I purchased my compact today and went straight to the range. 
Again, what a pistol Beretta makes!
Shipwreck you were right about this gun.
Does anyone know if Beretta made factory rubber grips for this handgun?


----------



## sgms (Jun 2, 2010)

Yes they carry rubber grips at Berettausa.com in their grip section.


----------



## firemanjones (Nov 13, 2011)

I see they have them for the 92 FS but not the Compact.


----------



## berettatoter (Sep 1, 2011)

Spectacular choice!:smt1099


----------



## recoilguy (Apr 30, 2009)

Enjoy the new weapon..Be safe

RCG


----------



## denner (Jun 3, 2011)

firemanjones said:


> I see they have them for the 92 FS but not the Compact.


Hopefully Shipwreck will chime in, but on his "wheel of beretta's" it looks like his compact's are sporting rubber Hougue grip panels.

Here's some, looks like a great price as well: http://www.amazon.com/Hogue-Rubber-Beretta-Compact-Panels/dp/B0002ILQKI


----------



## cougartex (Jan 2, 2010)

Beretta rubber grips for 92FS Compact L.

Beretta 92 / 96 Compact Rubber Grip Set: MGW


----------



## Shipwreck (Jan 26, 2006)

I have two compact berettas, and I just googled "rubber compact beretta grips" or "hogue compact beretta grips."

Very easy to find.
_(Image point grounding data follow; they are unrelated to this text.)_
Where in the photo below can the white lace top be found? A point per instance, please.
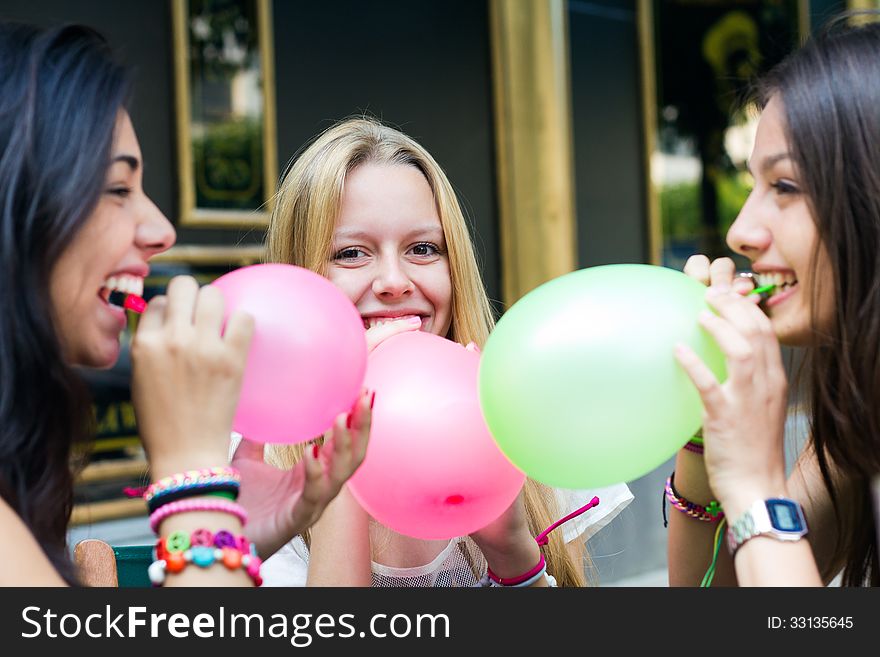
(460, 562)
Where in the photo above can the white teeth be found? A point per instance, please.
(778, 279)
(370, 322)
(126, 283)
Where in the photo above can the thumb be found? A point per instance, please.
(378, 334)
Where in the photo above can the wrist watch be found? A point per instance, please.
(778, 517)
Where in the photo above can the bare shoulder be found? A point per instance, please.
(22, 562)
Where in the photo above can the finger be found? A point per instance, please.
(740, 311)
(743, 284)
(313, 483)
(361, 421)
(381, 332)
(702, 377)
(339, 467)
(249, 450)
(208, 314)
(737, 351)
(721, 273)
(239, 331)
(153, 317)
(697, 266)
(181, 292)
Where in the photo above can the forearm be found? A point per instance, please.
(765, 561)
(690, 541)
(340, 545)
(514, 558)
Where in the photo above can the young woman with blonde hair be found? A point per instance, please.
(369, 208)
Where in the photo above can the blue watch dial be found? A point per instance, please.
(784, 515)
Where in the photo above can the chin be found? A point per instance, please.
(100, 358)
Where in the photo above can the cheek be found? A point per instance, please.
(440, 290)
(353, 282)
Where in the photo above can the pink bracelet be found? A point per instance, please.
(182, 506)
(540, 567)
(693, 447)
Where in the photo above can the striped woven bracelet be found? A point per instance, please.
(710, 513)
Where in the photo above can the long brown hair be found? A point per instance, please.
(60, 92)
(830, 91)
(301, 233)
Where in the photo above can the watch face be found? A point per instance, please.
(784, 515)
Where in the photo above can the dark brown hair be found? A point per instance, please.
(60, 93)
(830, 91)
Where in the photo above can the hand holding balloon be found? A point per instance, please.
(308, 356)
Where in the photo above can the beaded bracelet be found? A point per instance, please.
(709, 513)
(191, 477)
(180, 541)
(201, 504)
(178, 550)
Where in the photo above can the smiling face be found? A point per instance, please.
(389, 252)
(776, 231)
(110, 251)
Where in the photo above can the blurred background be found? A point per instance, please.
(576, 134)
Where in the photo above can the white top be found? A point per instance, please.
(460, 562)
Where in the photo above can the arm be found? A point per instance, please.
(186, 378)
(35, 570)
(743, 430)
(690, 542)
(340, 549)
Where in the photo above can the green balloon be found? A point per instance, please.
(578, 381)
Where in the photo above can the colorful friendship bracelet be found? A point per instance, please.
(180, 541)
(191, 477)
(709, 513)
(202, 548)
(201, 504)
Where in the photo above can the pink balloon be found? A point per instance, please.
(308, 355)
(432, 470)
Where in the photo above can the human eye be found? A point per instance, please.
(121, 191)
(425, 249)
(348, 254)
(785, 187)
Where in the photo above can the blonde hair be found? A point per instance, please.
(301, 233)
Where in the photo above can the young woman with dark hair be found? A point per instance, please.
(75, 224)
(811, 228)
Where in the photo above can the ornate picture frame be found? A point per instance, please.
(225, 106)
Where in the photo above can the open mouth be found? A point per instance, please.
(124, 284)
(776, 281)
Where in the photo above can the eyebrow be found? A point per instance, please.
(769, 161)
(130, 160)
(429, 229)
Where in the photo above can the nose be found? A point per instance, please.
(392, 280)
(155, 233)
(749, 235)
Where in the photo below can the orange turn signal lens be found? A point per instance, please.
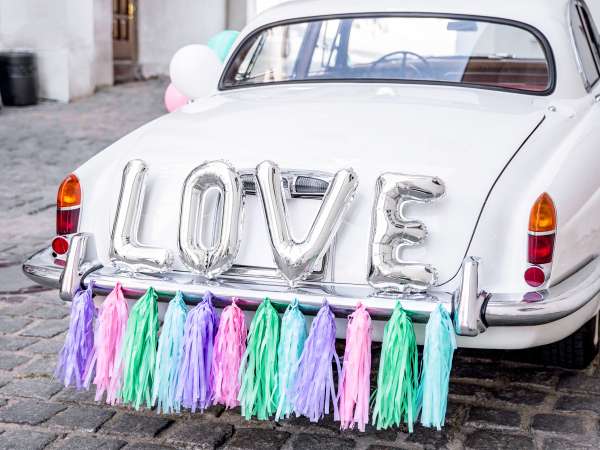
(543, 215)
(69, 193)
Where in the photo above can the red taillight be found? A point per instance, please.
(60, 245)
(540, 241)
(541, 249)
(67, 221)
(534, 276)
(68, 205)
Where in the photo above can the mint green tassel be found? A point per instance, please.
(138, 353)
(169, 346)
(440, 343)
(291, 343)
(398, 372)
(259, 393)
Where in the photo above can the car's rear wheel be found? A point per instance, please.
(575, 351)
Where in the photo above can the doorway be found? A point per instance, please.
(125, 40)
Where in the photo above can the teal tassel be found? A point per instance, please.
(169, 346)
(291, 343)
(440, 343)
(259, 393)
(397, 379)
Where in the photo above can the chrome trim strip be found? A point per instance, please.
(470, 299)
(71, 275)
(511, 309)
(574, 47)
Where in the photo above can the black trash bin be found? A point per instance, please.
(18, 79)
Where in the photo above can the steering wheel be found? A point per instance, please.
(402, 73)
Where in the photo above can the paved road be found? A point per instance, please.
(40, 145)
(498, 399)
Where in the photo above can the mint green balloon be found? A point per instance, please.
(222, 42)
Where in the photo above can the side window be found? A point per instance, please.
(587, 43)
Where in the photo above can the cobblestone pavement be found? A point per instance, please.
(497, 399)
(40, 145)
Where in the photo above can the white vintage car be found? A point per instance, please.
(415, 146)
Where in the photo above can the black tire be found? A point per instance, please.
(575, 351)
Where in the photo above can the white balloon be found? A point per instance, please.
(194, 70)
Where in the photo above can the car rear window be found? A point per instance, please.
(403, 49)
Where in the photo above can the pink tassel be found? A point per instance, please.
(112, 322)
(355, 383)
(230, 346)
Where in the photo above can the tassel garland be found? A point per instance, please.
(355, 381)
(137, 358)
(440, 343)
(230, 346)
(79, 343)
(110, 331)
(169, 346)
(291, 343)
(194, 388)
(273, 368)
(258, 372)
(314, 388)
(398, 372)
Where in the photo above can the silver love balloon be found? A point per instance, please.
(390, 230)
(125, 250)
(199, 258)
(296, 260)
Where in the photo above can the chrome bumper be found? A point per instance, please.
(471, 307)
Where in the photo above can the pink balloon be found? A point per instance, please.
(174, 99)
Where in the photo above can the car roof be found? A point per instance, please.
(538, 13)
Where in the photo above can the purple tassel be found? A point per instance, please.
(195, 360)
(73, 357)
(314, 389)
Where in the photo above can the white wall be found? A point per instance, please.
(61, 33)
(103, 62)
(166, 26)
I believe I bought mine from a vendor on Amazon. They have them on the Hogue website too.


----------



## firemanjones (Nov 13, 2011)

Thanks guys, I have them on the way.


----------



## firemanjones (Nov 13, 2011)

Thanks CougarTex, I went with the Tridents. Received them and installed them this evening. Can't wait to see the difference.


----------



## Shipwreck (Jan 26, 2006)

U da man


----------